Presentation is important in Thai cuisine, and bua loy makes quite a statement. While the colors seem artificial — and can be enhanced by food coloring — natural plants are all you need to create rainbow-hued rice balls. The pandan leaf, as an aromatic plant found in Southeast Asia, lends a bright green hue and vanilla flavor to bua loy dishes (via Healthline). Ube creates a joyful purple color, and butterfly pea flower turns rice balls a vibrant blue. For fuchsia, dragonfruit powder can be added to dough. However, there's no need to stop there: The simplicity of bua loy makes it ripe for experimentation, as it is a recipe that can be enhanced with different ingredients and flavor combinations.

How is bua loy made?

Thai cooking blog C. Hawj Creations insists bua loy is strikingly simple to make. Combine glutinous rice flour with hot water, flavorings, and some starch — either tapioca or starchy vegetables. Once you've formed a pliable dough, roll small balls and boil them in water until they float to the surface. Then, heat the coconut milk that's been in your pantry and add salt and palm sugar to create a syrupy broth. Add the rice balls to the broth and serve the dish hot. It's that easy.

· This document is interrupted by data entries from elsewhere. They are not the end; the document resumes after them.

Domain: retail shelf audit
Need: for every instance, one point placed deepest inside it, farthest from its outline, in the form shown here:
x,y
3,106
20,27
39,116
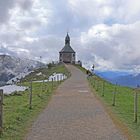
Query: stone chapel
x,y
67,54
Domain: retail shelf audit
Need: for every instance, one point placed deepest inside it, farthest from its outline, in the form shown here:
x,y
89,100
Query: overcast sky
x,y
103,32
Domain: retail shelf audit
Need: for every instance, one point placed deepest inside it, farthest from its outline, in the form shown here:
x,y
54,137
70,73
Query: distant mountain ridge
x,y
121,78
11,66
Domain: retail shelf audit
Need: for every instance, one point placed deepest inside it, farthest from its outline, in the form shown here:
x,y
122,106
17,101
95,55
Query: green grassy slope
x,y
17,118
123,111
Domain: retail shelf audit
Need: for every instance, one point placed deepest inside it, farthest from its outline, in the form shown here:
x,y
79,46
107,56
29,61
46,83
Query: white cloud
x,y
104,32
115,47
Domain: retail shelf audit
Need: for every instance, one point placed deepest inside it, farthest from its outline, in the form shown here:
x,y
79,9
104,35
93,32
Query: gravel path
x,y
74,114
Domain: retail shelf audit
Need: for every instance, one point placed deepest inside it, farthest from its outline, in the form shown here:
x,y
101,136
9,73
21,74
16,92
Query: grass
x,y
123,111
124,106
17,118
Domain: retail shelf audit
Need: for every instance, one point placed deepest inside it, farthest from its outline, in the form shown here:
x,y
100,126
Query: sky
x,y
105,33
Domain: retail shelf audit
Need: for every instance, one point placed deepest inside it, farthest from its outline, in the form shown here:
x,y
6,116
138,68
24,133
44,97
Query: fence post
x,y
1,110
30,96
94,82
43,86
103,88
52,83
136,106
114,95
97,85
58,79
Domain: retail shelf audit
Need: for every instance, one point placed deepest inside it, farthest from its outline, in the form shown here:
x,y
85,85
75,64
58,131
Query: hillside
x,y
12,66
122,110
18,116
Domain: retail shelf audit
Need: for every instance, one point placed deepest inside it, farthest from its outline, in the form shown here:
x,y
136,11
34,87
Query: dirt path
x,y
74,114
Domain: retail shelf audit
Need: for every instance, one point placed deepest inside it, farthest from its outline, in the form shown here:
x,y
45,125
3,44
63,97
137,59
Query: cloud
x,y
103,32
114,47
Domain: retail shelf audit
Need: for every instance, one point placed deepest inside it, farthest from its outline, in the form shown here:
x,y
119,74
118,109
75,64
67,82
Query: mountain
x,y
129,80
111,74
121,78
11,66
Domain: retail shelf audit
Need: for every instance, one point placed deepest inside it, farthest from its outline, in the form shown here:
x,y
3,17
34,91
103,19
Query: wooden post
x,y
136,106
30,96
103,92
114,95
43,86
1,110
58,79
52,83
94,82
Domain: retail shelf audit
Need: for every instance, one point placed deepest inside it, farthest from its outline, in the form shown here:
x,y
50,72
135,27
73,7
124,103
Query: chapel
x,y
67,54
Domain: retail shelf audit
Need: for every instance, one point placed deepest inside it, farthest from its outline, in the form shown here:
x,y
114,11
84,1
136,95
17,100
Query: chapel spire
x,y
67,39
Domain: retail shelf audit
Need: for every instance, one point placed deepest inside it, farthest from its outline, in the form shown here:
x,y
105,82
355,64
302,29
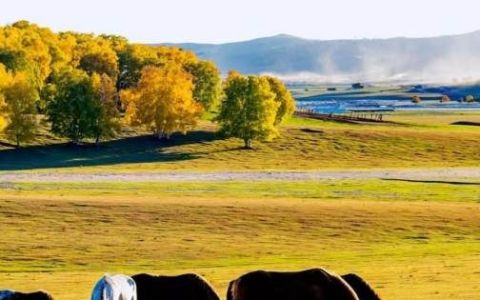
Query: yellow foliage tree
x,y
249,109
163,101
20,95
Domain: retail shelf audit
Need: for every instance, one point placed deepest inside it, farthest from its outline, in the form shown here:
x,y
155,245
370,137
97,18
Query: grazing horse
x,y
14,295
181,287
313,284
116,287
363,290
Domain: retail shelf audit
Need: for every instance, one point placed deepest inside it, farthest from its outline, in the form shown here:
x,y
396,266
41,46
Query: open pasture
x,y
420,141
410,240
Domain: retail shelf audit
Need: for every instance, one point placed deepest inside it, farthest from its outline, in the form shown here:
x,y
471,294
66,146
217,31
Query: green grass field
x,y
410,240
423,141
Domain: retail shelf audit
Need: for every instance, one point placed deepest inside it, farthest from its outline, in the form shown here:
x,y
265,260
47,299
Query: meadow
x,y
410,240
425,140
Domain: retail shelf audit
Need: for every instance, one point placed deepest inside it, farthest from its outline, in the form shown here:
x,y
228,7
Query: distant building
x,y
357,86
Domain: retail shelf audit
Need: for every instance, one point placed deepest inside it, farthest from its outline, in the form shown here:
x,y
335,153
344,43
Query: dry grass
x,y
303,145
63,240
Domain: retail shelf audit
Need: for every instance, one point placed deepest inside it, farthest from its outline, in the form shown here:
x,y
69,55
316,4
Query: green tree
x,y
74,111
106,125
20,110
248,110
283,97
206,78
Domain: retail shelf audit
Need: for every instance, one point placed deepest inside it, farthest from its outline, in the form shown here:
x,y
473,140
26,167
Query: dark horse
x,y
13,295
181,287
361,287
313,284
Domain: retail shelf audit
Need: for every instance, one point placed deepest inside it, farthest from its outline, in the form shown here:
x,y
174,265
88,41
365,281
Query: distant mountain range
x,y
446,59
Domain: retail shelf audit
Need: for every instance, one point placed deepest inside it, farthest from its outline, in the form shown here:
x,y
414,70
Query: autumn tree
x,y
5,79
283,97
19,109
163,101
207,81
106,125
416,99
248,110
74,110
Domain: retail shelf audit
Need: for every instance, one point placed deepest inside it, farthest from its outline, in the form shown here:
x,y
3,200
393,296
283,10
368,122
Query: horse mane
x,y
363,290
206,286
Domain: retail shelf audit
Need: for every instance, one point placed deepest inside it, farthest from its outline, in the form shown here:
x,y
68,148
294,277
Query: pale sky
x,y
217,21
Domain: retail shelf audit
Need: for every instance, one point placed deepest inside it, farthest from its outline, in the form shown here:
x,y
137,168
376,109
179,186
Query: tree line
x,y
87,86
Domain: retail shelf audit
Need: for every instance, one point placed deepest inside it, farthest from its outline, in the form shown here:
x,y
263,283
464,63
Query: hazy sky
x,y
223,20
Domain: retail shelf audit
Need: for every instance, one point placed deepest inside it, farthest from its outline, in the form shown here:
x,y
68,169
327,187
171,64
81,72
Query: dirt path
x,y
434,174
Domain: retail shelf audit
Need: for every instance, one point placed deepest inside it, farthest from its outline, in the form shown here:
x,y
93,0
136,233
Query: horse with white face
x,y
14,295
116,287
5,294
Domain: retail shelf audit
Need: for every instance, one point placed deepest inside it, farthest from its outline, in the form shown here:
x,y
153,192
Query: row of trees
x,y
87,85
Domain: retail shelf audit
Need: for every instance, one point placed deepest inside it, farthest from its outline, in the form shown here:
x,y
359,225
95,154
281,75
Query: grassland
x,y
410,240
423,141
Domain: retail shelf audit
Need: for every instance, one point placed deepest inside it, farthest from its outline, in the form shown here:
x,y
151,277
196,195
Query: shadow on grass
x,y
140,149
432,181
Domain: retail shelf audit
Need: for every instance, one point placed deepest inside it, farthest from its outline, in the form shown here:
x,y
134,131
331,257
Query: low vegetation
x,y
426,140
62,237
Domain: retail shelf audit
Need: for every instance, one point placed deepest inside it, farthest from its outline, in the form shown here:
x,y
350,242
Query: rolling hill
x,y
445,59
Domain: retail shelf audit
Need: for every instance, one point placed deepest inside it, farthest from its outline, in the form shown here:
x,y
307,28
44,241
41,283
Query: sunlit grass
x,y
303,145
410,240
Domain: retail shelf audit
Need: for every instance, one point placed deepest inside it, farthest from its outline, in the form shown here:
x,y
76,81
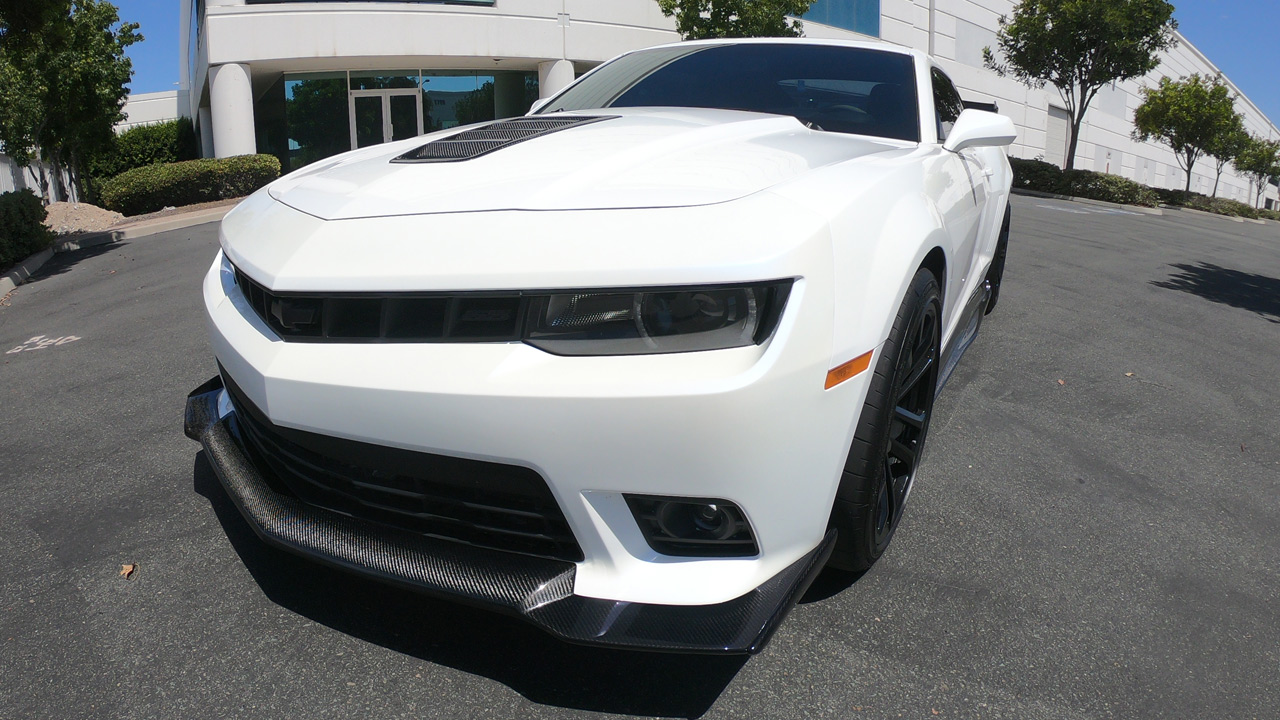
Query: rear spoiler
x,y
987,106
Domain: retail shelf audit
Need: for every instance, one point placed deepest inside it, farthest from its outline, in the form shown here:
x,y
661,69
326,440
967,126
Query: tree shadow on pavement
x,y
1247,291
520,656
64,263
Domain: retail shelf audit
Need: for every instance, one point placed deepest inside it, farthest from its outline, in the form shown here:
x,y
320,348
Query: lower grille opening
x,y
472,501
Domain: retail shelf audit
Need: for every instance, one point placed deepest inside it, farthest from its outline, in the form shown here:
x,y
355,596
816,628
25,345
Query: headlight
x,y
656,320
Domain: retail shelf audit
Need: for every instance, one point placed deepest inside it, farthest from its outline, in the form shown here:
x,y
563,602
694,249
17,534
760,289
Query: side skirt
x,y
970,320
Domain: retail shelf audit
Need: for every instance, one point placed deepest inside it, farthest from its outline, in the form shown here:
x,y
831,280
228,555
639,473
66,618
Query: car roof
x,y
871,44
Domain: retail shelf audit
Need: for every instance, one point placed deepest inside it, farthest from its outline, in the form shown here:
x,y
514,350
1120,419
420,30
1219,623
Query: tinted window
x,y
946,104
832,89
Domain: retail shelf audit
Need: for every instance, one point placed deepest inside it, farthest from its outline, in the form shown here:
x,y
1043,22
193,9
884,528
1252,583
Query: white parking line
x,y
41,342
1084,210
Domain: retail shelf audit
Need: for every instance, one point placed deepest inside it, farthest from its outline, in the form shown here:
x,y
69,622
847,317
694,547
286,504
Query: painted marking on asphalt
x,y
42,342
1089,210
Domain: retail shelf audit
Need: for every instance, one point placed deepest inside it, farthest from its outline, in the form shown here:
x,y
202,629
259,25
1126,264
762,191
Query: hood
x,y
631,158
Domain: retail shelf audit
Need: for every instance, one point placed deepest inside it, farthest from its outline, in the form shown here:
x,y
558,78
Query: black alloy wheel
x,y
888,443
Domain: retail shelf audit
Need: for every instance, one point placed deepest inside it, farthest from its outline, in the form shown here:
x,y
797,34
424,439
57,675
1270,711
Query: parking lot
x,y
1093,534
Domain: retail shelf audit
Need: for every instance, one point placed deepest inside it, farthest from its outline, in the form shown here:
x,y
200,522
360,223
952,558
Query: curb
x,y
19,274
23,270
1087,201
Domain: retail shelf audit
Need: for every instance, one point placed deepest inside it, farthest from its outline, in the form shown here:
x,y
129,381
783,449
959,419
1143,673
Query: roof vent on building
x,y
475,142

Be careful to avoid one crucial mistake, however: use the right kind of flour. Serious Eats notes that the recipe only works with glutinous rice flour, so double-check to make sure you're not using regular rice flour. According to MasterClass, glutinous rice flour is distinctly different from rice flour and makes a big difference in texture; glutinous rice flour has a chewy texture that gives dishes like mochi and bua loy their signature squish. Despite its name, glutinous rice flour doesn't actually contain gluten — instead, the name refers to its ability to mimic gluten's stickiness.

Bua loy and tub tim krob

Tub tim krob, which translates as "crispy rubies," might look similar to bua loy at first glance. Though both dishes feature gelatinous, brightly-colored balls floating in coconut milk, the desserts are distinctly different. According to Thai Table, Tub tim krob is made from pieces of water chestnut boiled in red syrup and coated with tapioca flour to form a gelatinous shell. The result is a refreshing dessert with a unique texture that is crunchy, yet chewy. In contrast to bua loy, which is often served hot, tub tim krob is typically served on ice.

Travel Food Atlas explains that these crispy rubies are sometimes added to ruam mit, a versatile Thai dessert also centered on iced coconut milk. Ruam mit doesn't have a set recipe, but it combines a hodgepodge of popular and traditional Thai ingredients. If you order a bowl of ruam mit, you may find ripe jackfruit, lotus root, sweet potato, or colorful tapioca noodles floating in your bowl.